Kerri Walsh Jennings‘ dedication to beach volleyball is being tested in her sixth and final Olympic cycle like never before. She and new partner Brooke Sweat have flown across continents with no guarantee that they’ll be in tournament main draws or receive full travel stipends.
Walsh Jennings and Sweat, who announced their partnership in October, became familiar with the term “country quota” en route to the world championships that began Friday in Germany (TV schedule here).
Country quota is “the bane of all U.S. and Brazilian players,” NBC Sports analyst Kevin Wong said.
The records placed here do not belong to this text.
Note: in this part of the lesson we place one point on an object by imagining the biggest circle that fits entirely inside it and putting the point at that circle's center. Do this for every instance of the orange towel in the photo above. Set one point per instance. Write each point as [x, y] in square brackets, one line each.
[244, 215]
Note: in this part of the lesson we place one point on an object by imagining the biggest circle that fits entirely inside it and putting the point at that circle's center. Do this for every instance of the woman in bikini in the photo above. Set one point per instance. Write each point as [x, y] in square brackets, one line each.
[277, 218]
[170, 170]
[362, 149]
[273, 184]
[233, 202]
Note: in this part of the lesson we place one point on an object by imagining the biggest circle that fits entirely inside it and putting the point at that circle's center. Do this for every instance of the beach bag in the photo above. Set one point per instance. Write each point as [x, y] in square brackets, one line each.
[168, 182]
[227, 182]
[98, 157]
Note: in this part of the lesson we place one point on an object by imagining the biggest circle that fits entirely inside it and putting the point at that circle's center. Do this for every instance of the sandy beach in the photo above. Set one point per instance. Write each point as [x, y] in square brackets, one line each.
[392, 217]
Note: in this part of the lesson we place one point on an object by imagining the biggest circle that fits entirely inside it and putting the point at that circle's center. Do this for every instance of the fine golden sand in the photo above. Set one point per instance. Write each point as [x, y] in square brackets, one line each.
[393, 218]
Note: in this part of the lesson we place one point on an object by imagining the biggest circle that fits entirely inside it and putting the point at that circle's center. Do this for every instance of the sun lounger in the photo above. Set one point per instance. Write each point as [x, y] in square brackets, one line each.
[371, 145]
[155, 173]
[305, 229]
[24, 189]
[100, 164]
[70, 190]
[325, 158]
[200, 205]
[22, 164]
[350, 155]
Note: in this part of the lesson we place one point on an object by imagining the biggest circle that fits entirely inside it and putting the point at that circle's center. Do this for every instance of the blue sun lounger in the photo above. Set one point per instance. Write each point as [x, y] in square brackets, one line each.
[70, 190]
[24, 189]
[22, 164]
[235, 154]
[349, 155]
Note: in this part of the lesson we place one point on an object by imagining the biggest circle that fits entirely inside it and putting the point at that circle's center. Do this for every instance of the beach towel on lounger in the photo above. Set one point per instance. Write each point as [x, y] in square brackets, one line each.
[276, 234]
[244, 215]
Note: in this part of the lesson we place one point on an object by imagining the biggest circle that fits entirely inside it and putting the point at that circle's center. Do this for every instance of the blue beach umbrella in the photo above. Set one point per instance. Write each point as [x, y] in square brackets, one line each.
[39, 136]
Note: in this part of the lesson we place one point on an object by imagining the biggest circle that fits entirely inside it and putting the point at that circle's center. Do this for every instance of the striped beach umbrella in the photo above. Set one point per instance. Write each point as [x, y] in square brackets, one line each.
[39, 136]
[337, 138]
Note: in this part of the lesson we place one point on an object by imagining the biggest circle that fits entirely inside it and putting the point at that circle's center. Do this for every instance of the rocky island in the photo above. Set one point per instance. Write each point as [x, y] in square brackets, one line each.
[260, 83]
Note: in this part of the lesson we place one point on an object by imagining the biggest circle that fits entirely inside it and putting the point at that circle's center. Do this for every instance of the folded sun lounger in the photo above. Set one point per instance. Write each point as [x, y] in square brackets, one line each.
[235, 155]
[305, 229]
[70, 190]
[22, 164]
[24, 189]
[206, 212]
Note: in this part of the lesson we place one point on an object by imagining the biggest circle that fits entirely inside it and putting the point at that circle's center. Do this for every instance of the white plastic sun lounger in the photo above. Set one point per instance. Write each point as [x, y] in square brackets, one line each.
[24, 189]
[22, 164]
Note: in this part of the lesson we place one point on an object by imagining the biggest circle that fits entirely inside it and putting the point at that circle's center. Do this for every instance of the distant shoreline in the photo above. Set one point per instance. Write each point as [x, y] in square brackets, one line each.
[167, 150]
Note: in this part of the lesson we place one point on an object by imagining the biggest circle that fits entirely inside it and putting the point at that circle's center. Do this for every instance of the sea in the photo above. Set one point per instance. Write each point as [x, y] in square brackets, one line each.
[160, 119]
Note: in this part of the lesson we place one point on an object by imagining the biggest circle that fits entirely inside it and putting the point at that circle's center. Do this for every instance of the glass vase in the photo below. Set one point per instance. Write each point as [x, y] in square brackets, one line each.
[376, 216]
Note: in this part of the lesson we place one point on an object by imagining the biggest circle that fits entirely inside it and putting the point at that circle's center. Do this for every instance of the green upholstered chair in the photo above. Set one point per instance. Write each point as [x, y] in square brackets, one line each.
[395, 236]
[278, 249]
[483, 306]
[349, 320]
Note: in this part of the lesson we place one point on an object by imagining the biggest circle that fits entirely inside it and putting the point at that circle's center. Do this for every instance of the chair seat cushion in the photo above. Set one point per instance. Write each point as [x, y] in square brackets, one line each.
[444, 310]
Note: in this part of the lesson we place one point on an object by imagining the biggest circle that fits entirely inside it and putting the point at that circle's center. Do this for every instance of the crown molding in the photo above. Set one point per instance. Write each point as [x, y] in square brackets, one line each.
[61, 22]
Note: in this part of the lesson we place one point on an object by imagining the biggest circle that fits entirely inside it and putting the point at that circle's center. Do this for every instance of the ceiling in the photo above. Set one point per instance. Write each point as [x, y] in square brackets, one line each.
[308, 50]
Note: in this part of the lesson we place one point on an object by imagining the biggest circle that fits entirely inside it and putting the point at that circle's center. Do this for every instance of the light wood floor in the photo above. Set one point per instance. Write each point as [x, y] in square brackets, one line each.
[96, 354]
Top international events cap the number of teams per country, usually at three. If more than three pairs want to play, the lowest-ranked aspirants face an international qualifier, which also has a cap per nation. If that’s not enough to accommodate everybody, an even earlier qualifier is held just for teams from that nation — the country quota.
Since it usually happens at an event site days before the main draw, the venue is often still being set up. Crowds are scant: Sometimes just people associated with the two playing teams, and maybe some crew workers setting up for later in the week.
“It’s almost like you’re playing in the minor leagues,” NBC Sports analyst Dain Blanton said. “The match means a lot, but there’s not a lot of fanfare or hype around it. It’s interesting seeing maybe the most decorated female athlete of all time in the sport have to go through it.”
It mostly applies to the U.S. and Brazil, the sport’s longtime world powers with several relevant teams looking to play the tour’s elite events.
Walsh Jennings can’t remember ever playing country quota with Misty May-Treanor, with whom she won three Olympic gold medals, because they were always ranked so high. Nor with April Ross, her 2016 Olympic bronze-medal partner. Sweat, a Rio Olympian with former partner Lauren Fendrick, said she hadn’t played country quota since 2012.
But Walsh Jennings and Sweat were each low on individual ranking points from the start of their partnership. Both missed time since Rio with shoulder surgeries and multiple partner changes. When they teamed up, their combined points weren’t enough to ensure spots in main draws.
So they traveled early for tournaments in Brazil and the Czech Republic this spring to face other U.S. teams for the right to enter qualifiers. Walsh Jennings and Sweat won four matches in Ostrava, Czech Republic, last month just to reach the tournament’s main draw.
They played 11 matches total in Ostrava, finishing third overall. It marked the only time Walsh Jennings played double-digit matches at one event in more than 250 career tournaments dating to 2001, according to BVBinfo.com. Walsh Jennings, a 40-year-old mother of three, is bidding to become the oldest Olympic beach volleyball player in history.
“We looked at it as a gift, an opportunity to get better under the gun,” Walsh Jennings said Saturday by phone from Huntington Beach, where she held a volleyball clinic for about 30 girls from Starlings Volleyball USA and surprised the club with a donation through the Dick’s Sporting Goods Foundation. “I would never want to be handed everything freely.”
Walsh Jennings said that any time she considered complaining about their situation, she thought of her husband. Casey Jennings played from 1999 through 2018, including more than 20 country quota matches with five different partners, according to BVBInfo.
“It made him really gnarly,” she said.
Walsh Jennings and Sweat’s country quota days may be over. They worked their way back toward the top of U.S. beach volleyball, reaching the semifinals of three of their last four events. In China, Walsh Jennings notched her first tournament win in nearly three years, and Sweat got the first international title of her career.
They still needed a wild card to get into the world championships, given the automatic entries were based on world rankings from nearly two months ago (and there is no country quota for worlds).
Four U.S. teams were ranked higher back then, led by Ross and Alix Klineman. But now Walsh Jennings and Sweat are second in the most important ranking, the one that will be used to determine the Olympic field in a year. That list will fluctuate the next few weeks with worlds and major events in Europe.
“We can beat anyone in the world when we’re playing our game,” Sweat said. “We’re definitely one of the top teams in the world.”
All those extra matches led to Walsh Jennings and Sweat withdrawing before their last pre-worlds event in Poland. Walsh Jennings said they needed “body maintenance.” Sweat called it precautionary before wearing several strips of black tape on the back of her neck in Friday’s opener of pool play.
Walsh Jennings and Sweat lost to a Dutch pair 21-15, 19-21, 15-9. They could still play nine matches in nine days, if they reach the medal round. They’re certainly prepared for it.
“We feel like we got through the hardest part of the season,” Walsh Jennings said last week.